Note that this chapter's notion of ``simple regularities'' differs from, e.g., Kolmogorov complexity theory's [11,2,39,14,26]. There an object is called simple relative to current knowledge if the size of the shortest algorithm computing it from is small. The algorithm's computation time is ignored, as are constant factors reflecting Kolmogorov complexity's machine independence. The current chapter, however, takes both into account.
As the explorer's knowledge about its environment and computational abilities expands, it keeps balancing on the thin, dynamically changing line between the subjectively random and the subjectively trivial. Unlike Nake and other authors he cites , I do not suggest a predefined optimal ratio between known and unknown information. Instead, the two cooperating/competing modules dynamically, implicitly determine this ratio as they keep trying to surprise each other.
Recent papers attempt to explain ``beauty'' with the help of complexity theory concepts [27,29]. They argue that something ``beautiful'' need not be ``interesting''. They predict that the ``most beautiful'' object from a set of objects satisfying certain specifications is the one that can be most easily computed from the subjective observer's input coding scheme. Interestingness in the current chapter's sense, however, also takes into account whether the computational result is expected or not. Something that is both ``beautiful'' and already known may be quite boring -- ``beauty'' needs to be unexpected to awaken interest.

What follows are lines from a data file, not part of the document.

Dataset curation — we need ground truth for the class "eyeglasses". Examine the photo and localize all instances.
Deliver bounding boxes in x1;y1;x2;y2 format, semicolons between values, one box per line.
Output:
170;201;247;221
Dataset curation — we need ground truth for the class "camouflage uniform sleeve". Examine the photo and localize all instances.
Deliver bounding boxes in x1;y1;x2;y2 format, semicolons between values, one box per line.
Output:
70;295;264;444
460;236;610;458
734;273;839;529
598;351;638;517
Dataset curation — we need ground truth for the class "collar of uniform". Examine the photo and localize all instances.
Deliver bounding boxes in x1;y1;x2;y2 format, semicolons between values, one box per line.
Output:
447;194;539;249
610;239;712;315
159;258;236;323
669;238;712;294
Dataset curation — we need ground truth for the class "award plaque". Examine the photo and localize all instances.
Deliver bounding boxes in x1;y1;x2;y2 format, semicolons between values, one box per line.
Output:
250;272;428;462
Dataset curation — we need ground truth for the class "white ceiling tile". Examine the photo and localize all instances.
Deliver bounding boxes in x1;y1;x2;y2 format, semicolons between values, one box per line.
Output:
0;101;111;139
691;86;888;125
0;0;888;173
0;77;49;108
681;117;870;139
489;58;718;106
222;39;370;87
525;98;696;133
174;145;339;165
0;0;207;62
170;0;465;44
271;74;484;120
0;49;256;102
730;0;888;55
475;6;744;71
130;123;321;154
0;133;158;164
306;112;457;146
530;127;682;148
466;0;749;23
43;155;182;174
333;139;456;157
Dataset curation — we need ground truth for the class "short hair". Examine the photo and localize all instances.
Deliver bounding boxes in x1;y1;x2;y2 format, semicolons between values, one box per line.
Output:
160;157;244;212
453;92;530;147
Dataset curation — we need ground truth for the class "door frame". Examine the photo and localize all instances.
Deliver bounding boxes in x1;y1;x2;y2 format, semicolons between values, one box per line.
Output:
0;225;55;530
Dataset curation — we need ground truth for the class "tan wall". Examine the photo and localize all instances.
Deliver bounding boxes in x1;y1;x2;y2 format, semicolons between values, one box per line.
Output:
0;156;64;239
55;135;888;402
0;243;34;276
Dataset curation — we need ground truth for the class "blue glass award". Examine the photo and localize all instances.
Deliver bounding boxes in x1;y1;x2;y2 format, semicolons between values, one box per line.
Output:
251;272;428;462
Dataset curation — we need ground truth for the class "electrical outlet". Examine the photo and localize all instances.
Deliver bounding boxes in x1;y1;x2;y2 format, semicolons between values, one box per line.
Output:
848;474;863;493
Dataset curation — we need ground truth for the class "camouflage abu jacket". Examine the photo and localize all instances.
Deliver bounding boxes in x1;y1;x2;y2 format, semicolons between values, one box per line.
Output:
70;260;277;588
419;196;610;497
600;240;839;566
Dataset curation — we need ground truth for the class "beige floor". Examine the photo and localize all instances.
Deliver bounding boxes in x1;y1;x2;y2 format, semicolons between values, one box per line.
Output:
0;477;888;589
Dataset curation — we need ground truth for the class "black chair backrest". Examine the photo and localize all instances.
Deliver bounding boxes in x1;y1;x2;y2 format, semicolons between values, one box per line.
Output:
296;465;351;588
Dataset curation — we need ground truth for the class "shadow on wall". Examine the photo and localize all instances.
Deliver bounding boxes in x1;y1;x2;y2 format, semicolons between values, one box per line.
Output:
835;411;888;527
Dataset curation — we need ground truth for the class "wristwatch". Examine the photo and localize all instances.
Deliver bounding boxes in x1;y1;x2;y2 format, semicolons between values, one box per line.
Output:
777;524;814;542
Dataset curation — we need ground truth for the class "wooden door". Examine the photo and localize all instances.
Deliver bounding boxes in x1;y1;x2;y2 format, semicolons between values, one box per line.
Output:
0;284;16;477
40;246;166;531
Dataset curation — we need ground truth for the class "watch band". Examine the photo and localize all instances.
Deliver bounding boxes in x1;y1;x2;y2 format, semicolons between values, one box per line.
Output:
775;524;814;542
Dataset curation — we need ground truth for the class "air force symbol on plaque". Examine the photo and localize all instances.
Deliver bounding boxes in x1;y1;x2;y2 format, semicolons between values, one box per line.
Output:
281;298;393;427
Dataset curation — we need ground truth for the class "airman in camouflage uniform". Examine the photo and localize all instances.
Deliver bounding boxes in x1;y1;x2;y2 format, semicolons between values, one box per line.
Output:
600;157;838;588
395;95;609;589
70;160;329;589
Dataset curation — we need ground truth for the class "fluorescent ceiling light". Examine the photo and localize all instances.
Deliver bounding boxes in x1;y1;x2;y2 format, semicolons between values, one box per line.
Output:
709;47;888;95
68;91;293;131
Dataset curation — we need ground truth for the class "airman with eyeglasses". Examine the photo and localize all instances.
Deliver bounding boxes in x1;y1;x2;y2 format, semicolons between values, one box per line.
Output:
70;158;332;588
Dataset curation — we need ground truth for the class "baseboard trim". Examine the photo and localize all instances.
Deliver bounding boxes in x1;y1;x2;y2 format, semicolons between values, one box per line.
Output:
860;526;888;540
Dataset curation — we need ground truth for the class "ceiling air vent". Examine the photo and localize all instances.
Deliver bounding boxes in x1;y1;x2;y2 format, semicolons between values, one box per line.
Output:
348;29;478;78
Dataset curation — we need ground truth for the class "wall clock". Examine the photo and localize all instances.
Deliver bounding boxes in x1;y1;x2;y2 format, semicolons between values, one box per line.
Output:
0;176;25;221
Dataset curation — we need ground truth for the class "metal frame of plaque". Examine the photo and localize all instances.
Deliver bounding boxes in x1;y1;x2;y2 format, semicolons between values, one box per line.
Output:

Future work. The programming language used in the experiments is designed to allow for fairly arbitrary computations/explorations and learning processes. To make progress towards analyzing ``inquisitive'' explorers, however, one will probably have to study alternative systems with less computational power and less general RL paradigms but more accessible dynamics. On the other hand, it will also be interesting to study a curious learner's performance in the case of more difficult tasks and more powerful primitive instructions with more bias towards solving the task. Note that LIs can be almost anything: neural net algorithms, Bayesian analysis algorithms, etc.
Furthermore, although IS is a rather general RL paradigm, it may be possible to develop more general ones. In that case I would like to combine them with the two-module idea. Promising candidates may be RL schemes based on economy and market models, such as classifier systems and their variants [9,44,45,42,43], or the related ``Prototypical Self-referential Associating Learning Mechanisms'' (PSALMs) , the Neural Bucket Brigade , Hayek Machines [1,12], Collective Intelligences (COINs) .
The basic ideas of the present chapter will probably remain unchanged, however: competing agents will agree on algorithmic experiments and bet on their outcomes, the winners profiting from outwitting others.